This is clearly adding entropy to de-anonymize users between apps, rather than to add specificity to ad bids.
This is clearly adding entropy to de-anonymize users between apps, rather than to add specificity to ad bids.
None of those are likely to change when you navigate from one website to another, with tracking/ads disabled, which is what they want to be able to track. Otherwise they'd just use their cookies.
One device visits a site where you sell ads. A minute later, an unknown device with identical battery, volume, headphone, brightness, model number, browser version, and boot time to the second arrives on another site you run ads on. There's a pretty good chance they're related, because the odds of all those being the same plus those two sites and recent timings involved is rather low: https://coveryourtracks.eff.org/
Plus it doesn't have to be perfect. It just has to be good enough in bulk to sell.
Everyone would need to be generating the same 'random noise' for any such tactics to be truly effective.
_removing_ entropy, by adding more information bits
Here's a real-life example: You show up alone at the airport with a full-face mask and gray coveralls. You are perfectly hidden. But you are the only such hidden person, and there is still old cam footage of you in the airport parking lot, putting on the clothes. The surveillance team can let you act anonymous all you want. They still know who you are, because your disguise IS the unique fingerprint.
Now the scenario you're shooting for here is:
10 people are now walking around the airport in full-face masks and gray coveralls. You think, "well now they DO NOT know if it's ME, or some terrorist, or some random other guy from HN!"
But really, they still have this super-specific fingerprint (there are still less than 1 person in a million with this disguise) and all they need is ONE identifying characteristic (you're taller than the other masked people, maybe) to know who's who.
They didn't need to adjust their system one bit.
Your analogy applies more to things like trying to anonymize your traffic with Tor, where using such an anonymizer flags your IP as doing something weird vs other users.

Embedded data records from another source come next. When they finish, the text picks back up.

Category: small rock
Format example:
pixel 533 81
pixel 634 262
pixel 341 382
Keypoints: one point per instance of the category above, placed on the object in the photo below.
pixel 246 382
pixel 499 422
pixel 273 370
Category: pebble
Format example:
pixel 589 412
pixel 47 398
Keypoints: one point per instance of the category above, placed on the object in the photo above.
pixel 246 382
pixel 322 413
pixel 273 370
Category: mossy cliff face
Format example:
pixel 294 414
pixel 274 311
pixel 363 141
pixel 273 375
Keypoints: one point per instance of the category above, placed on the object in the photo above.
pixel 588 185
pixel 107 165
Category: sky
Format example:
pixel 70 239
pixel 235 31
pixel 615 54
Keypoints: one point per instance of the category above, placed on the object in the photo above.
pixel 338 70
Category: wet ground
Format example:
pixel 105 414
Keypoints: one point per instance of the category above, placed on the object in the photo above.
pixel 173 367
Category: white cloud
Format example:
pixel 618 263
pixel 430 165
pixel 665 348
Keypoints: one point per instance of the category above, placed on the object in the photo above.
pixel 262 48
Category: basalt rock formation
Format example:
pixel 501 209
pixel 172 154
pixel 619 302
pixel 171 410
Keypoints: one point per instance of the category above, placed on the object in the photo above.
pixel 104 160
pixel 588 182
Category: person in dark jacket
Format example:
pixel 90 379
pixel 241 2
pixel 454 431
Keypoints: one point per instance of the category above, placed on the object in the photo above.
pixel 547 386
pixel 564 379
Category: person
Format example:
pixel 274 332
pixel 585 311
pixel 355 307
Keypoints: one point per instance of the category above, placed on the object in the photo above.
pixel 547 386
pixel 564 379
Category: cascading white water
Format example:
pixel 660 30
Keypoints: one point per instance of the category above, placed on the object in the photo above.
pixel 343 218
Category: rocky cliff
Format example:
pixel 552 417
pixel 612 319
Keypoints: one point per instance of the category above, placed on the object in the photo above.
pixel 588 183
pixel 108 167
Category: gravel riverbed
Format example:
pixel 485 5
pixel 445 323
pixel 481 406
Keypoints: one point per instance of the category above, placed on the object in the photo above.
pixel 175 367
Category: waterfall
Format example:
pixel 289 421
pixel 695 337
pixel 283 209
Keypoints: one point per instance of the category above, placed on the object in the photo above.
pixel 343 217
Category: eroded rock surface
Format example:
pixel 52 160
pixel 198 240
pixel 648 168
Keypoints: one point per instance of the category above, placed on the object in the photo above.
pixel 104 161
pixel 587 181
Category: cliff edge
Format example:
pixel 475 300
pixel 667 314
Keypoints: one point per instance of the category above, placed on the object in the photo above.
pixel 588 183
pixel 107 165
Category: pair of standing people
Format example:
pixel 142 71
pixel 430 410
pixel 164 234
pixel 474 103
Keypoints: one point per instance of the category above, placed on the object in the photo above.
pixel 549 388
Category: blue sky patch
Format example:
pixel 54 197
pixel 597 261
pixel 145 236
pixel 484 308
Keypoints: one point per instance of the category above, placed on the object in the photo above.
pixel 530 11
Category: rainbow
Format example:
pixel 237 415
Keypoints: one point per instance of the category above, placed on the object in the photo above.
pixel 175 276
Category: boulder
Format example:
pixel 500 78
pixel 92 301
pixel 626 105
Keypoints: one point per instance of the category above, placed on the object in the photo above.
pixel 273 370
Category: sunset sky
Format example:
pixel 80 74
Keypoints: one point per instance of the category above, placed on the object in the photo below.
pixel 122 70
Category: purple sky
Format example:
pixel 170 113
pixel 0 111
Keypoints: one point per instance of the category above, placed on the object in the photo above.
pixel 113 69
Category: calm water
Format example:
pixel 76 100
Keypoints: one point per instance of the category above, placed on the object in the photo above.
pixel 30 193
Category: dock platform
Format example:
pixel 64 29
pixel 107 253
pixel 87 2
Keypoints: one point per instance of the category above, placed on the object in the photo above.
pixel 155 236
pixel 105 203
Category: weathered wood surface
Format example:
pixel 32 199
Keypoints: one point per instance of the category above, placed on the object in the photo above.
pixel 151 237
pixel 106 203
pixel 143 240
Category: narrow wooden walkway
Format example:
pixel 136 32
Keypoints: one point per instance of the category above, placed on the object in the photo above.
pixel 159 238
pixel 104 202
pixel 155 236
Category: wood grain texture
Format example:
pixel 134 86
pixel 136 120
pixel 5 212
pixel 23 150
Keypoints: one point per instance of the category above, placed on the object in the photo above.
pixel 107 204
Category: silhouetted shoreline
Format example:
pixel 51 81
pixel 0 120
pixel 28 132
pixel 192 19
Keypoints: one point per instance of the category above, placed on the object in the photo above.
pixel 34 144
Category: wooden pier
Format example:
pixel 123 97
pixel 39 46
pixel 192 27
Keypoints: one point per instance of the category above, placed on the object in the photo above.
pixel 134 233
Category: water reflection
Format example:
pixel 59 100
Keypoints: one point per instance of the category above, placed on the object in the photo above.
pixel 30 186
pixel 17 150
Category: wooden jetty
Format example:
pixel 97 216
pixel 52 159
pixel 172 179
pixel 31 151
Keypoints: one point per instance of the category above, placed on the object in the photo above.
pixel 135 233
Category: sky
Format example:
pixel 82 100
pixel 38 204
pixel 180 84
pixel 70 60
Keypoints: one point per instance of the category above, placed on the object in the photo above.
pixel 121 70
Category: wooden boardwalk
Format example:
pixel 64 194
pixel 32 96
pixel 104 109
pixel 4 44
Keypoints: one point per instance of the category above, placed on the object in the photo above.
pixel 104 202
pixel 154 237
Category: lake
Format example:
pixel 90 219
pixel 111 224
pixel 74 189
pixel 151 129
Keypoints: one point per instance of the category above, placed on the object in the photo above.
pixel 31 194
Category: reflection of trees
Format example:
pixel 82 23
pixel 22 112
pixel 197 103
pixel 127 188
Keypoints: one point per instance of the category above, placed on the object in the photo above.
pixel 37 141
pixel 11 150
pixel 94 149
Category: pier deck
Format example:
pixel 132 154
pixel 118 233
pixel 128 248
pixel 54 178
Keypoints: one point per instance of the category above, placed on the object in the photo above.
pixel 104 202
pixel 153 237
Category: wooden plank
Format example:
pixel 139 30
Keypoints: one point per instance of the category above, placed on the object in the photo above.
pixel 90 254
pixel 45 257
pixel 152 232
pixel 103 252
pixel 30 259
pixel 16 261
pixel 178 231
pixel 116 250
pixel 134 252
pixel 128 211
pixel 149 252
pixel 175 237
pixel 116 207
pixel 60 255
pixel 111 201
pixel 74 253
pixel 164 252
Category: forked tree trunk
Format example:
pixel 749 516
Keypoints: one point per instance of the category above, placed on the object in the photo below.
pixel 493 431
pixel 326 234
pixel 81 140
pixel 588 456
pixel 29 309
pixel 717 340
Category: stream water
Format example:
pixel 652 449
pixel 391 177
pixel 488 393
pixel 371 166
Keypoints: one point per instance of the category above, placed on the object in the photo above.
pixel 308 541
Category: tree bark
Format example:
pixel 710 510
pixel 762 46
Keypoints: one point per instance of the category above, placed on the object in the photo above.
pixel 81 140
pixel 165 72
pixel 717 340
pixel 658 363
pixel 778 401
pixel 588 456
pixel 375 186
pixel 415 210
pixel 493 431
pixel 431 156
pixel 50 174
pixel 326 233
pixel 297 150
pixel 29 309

I’m not convinced simply fuzzing the values would be detectable, assuming you pick values that other real users could pick.
Look for the guy wearing a conspicuously plain leather jacket and baseball cap. "Why hello there average looking stranger I've never met. Psss, 'tis a fair day, but it'll be lovelier this evening.'" "Oh ... it's Murphy the spy you want."
Also, found out the CIA declassified a bunch of jokes several years back in searching to respond. [1] Most are already dead links on CIA.gov, yet there's a few remaining. Nother one on people commenting on the CIA. [2] "These types are swin- Ask in Langley if they work for the CIA. Every- Ask in Langley. They will tells one knows them." 'You, it's the big building behind.'
[1] https://nationalpost.com/news/the-cia-has-declassified-a-bun...
[2] https://www.cia.gov/readingroom/document/cia-rdp75-00149r000...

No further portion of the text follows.